The bit about the models' presumptions about the unlikelihood of
radically large market shifts echoes the thinking of Nasim Taleb,
another prominent "permabear" who has greatly enhanced his fortune and
his reputation because of his accuracy and profitability in forecasting
the recent fall.*/_
A global hard reset?
Taleb also has another major problem with computers that has nothing to
do with their uses and abuses in banking. From Taleb's perspective,
computers have made the whole of the modern economy too complex and too
efficient. From inventory management systems that ensure that retail
outlets hold the optimal amount of inventory (no less and no more) for a
given day and location, to the massive options pricing machines that
time trades with millisecond precision, the entirety of the
computer-driven global economy is like one massive model that was
assembled--most of it over the course of the past decade--on the
governing assumption that the future would look pretty much like the
past.
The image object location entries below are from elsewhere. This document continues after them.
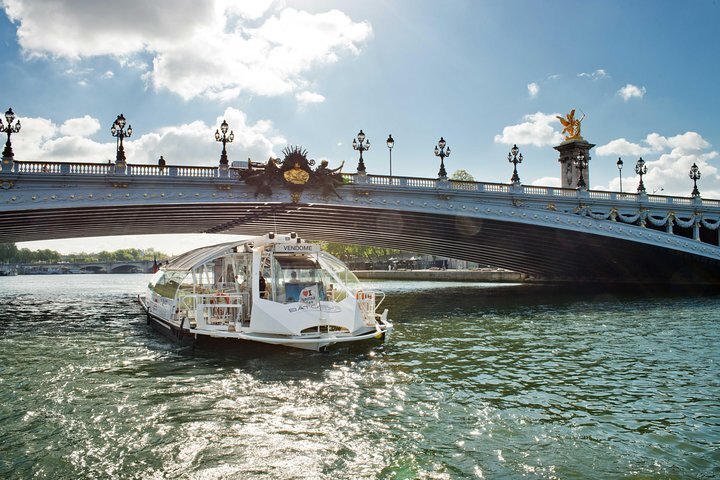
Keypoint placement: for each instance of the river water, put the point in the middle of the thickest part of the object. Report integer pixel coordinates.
(476, 381)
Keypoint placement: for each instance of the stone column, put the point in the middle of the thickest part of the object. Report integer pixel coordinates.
(569, 150)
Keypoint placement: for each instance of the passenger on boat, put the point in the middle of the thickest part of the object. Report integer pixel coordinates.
(292, 289)
(263, 287)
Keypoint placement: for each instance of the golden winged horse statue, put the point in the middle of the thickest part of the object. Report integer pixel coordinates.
(571, 124)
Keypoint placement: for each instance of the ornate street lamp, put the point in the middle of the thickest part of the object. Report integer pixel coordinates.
(581, 164)
(118, 131)
(641, 170)
(442, 152)
(9, 116)
(695, 175)
(224, 139)
(514, 158)
(361, 145)
(391, 143)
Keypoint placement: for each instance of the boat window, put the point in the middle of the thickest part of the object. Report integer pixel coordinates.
(346, 283)
(296, 276)
(166, 284)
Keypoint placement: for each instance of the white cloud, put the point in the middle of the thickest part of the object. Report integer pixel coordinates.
(631, 91)
(309, 97)
(675, 156)
(533, 89)
(82, 127)
(186, 144)
(621, 146)
(596, 75)
(224, 48)
(536, 130)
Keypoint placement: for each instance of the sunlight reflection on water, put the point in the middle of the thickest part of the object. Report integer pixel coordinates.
(475, 382)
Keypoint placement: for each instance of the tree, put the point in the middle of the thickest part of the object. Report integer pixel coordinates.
(462, 176)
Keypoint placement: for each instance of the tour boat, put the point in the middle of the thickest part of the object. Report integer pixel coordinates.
(274, 289)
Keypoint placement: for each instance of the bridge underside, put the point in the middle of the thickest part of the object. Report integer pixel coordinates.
(543, 252)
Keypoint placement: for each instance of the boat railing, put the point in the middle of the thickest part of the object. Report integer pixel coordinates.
(367, 304)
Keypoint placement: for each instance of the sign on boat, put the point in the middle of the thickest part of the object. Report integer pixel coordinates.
(273, 289)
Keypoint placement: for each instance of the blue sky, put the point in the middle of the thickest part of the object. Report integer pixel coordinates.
(483, 75)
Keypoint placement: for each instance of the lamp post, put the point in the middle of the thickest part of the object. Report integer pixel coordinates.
(10, 129)
(224, 139)
(581, 164)
(514, 158)
(391, 143)
(695, 175)
(361, 145)
(641, 170)
(442, 152)
(118, 131)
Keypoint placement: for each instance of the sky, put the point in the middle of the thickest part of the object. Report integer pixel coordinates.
(484, 75)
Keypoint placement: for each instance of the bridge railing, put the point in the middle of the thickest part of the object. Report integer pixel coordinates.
(147, 170)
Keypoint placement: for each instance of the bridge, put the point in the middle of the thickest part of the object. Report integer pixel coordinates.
(570, 234)
(125, 266)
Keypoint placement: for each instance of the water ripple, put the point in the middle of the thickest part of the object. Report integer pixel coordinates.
(475, 382)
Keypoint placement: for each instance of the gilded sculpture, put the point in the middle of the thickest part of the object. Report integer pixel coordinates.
(572, 125)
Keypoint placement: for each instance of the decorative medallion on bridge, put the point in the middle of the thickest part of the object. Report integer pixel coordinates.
(293, 172)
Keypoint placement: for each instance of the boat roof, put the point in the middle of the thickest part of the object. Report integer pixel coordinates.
(189, 260)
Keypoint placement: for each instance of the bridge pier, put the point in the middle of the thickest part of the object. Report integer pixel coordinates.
(569, 151)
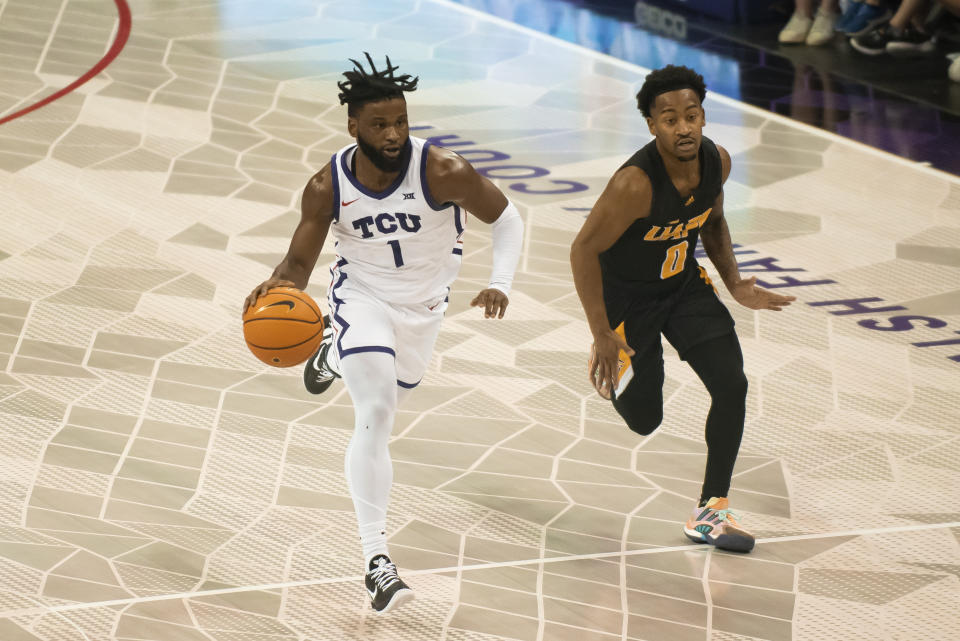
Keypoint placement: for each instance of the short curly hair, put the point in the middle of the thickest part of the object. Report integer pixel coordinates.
(669, 78)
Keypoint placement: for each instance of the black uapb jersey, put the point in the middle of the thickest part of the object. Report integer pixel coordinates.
(654, 257)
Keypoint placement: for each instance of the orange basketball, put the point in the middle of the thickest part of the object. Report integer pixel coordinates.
(283, 327)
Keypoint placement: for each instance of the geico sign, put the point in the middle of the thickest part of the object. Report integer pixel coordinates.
(661, 20)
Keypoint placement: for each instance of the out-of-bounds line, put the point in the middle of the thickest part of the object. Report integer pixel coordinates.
(688, 547)
(123, 34)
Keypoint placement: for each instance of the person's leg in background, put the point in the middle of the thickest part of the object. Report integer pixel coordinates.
(904, 33)
(869, 14)
(807, 26)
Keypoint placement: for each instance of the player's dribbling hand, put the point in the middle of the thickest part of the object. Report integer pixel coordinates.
(749, 295)
(604, 365)
(263, 288)
(493, 301)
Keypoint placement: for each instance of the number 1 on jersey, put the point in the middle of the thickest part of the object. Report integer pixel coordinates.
(673, 264)
(397, 256)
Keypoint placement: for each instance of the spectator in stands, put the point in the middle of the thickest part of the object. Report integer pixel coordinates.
(904, 33)
(862, 16)
(805, 27)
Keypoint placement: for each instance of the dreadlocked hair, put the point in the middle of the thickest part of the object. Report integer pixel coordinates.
(669, 78)
(362, 86)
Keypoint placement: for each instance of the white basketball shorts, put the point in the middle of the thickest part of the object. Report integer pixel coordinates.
(363, 323)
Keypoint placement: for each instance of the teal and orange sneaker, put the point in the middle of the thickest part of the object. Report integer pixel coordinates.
(715, 524)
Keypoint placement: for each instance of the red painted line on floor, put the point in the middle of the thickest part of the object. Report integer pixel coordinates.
(123, 34)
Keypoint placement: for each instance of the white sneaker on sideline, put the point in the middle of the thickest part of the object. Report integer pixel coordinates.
(796, 30)
(822, 30)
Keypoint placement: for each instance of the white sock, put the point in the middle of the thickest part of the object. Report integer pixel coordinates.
(373, 539)
(371, 380)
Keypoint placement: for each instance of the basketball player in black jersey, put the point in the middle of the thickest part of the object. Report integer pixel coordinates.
(636, 275)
And when that widely shared assumption breaks down, then the
system ceases to behave in a predictable way, because it has been too
finely tuned to operate under a set of parameters that no longer
pertain. (Or so the argument goes.)
In computer science terms, you could say that both Taleb and Mandelbrot,
in a recent and very scary interview with Charlie Rose, have essentially
argued that the current global system is in an "undefined state." This
means that there's no way to predict what its output will be, which is
why attempts by governments to meddle massively with the inputs will
definitely have some kind of impact, but nobody can say what it really
is. Government intervention becomes the equivalent of "percussive
maintenance," i.e., beating on the side of the machine on the chance
that you'll magically unbreak it.
If Ritholtz, Taleb, Mandelbrot, and the rest of the computer modeling
and financial engineering naysayers are correct about the big picture,
then we really are arguably in the midst a bona fide computer crash. Not
an individual computer crash, of course, but a computer crash in the
sense of Sun Microsystems' erstwhile marketing slogan, "the network is
the computer." That is, we have all of these machines in different
sectors of the economy, and we've networked all of them together either
directly (via an actual network) or indirectly (by using the collective
"output" of machines in one sector as input for the machines in another
sector), and like any other computer system the whole thing hums along
nicely... up until the point when it doesn't.
It may be that we should fundamentally rethink our pervasive reliance on
these machines that we've come to fetishize, especially if we wind up
with a hard reset. It's not that they aren't very effective tools, but
rather that they're so devastatingly effective, especially they're
networked together and Metcalfe's Law kicks in to multiply not only our
intelligence, but our collective human frailty.